Our Federal Aviation Administration is best known for its air traffic and aircraft safety programs, and the FAA works hard to make sure the nation's aviation system operates safely and efficiently. Many Americans are unaware that the FAA also provides 24/7 on-call search and rescue assistance.
If a plane doesn't arrive at its destination, FAA search and rescue professionals spring into action. They begin by analyzing all available information, like the pilot's Flight Plan and the aircraft's Last Known Position. Then they use advanced technology and geo-tools to predict where rescuers should focus their efforts.
We share that crucial information with our partners who conduct the actual search and rescue operations. Searches over water are managed by the US Coast Guard, and land-focused searches are managed by the US Air Force. State and civil agencies may also be involved.
In 2010, all 321 aircraft reported missing in the continental United States were found, and more than 20 survivors were rescued.
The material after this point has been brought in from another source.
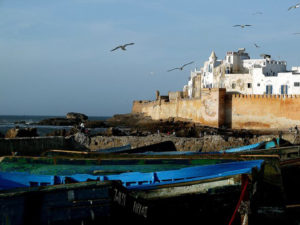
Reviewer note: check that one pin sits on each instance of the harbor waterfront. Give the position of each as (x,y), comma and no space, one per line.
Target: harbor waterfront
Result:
(145,177)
That's an impressive record.
A decade ago, it could take hours or even days to determine an aircraft's last known position and estimate a probable accident location. Today, thanks to the FAA's search and rescue experts, it can take mere minutes.
And the story doesn't end when we locate and rescue survivors from a missing airplane. The data collected from every search and rescue effort is used to improve the next effort. It's all part of our ongoing mission here at DOT to make America's transportation networks as safe as possible.